Build, train, and run your TensorFlow model
To really dive into AI, you need to use one of the many frameworks provided for these tasks. TensorFlow, a machine learning library from Google, is the most well-known and widely used framework to do this kind of work. It has several layers, allowing you to get as deep into the weeds as you need when writing code for machine learning.
For the purposes of this tutorial, we will stay at a fairly high level, using the packaged Keras library. Keras lets you look at neural networks in terms of layers of nodes and is generally easy for new users to use. The library doesn't require a lot of the advanced math that some lower layers might need. Instead, Keras requires just a general understanding of when to apply certain techniques.
In this learning path, we will use Keras to work on the
MNIST data set. Although it is possible for non-AI code to do things such as classifying handwritten digits classification, AI is currently state of the art for such loosely defined tasks. AI also has the secondary benefit of being significantly easier to program in some cases. Some other approaches involve decision trees or support vector machines.
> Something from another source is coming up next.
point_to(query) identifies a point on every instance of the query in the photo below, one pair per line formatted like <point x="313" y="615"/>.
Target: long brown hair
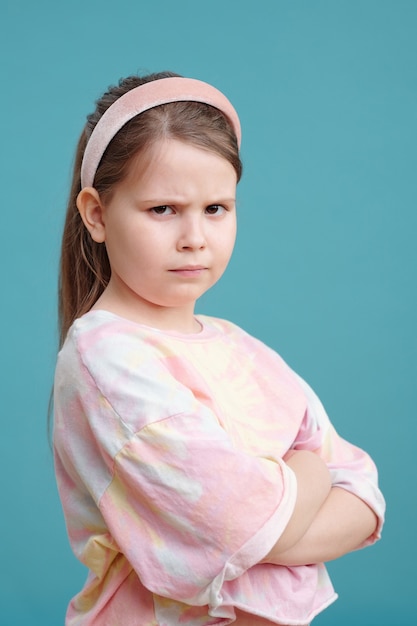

The sections that you will be working through include:
- Reloading the data and creating DataFrames for testing and training
- Creating model features and labels
- Creating a TensorFlow model with several convolution layers
- Dense with softmax activation
- Compiling the model
- Training the model
- Testing the model
- Saving the model
- Running the model
Reloading the data and creating DataFrames for testing and training
02-MNIST-Tensorflow.ipynb notebook. This notebook covers some of the data preparation required, as well as training the model and evaluating the model.
Because this is a new notebook, you need to load the TensorFlow data again, as shown in Figure 16.
You are now ready to create model features and labels.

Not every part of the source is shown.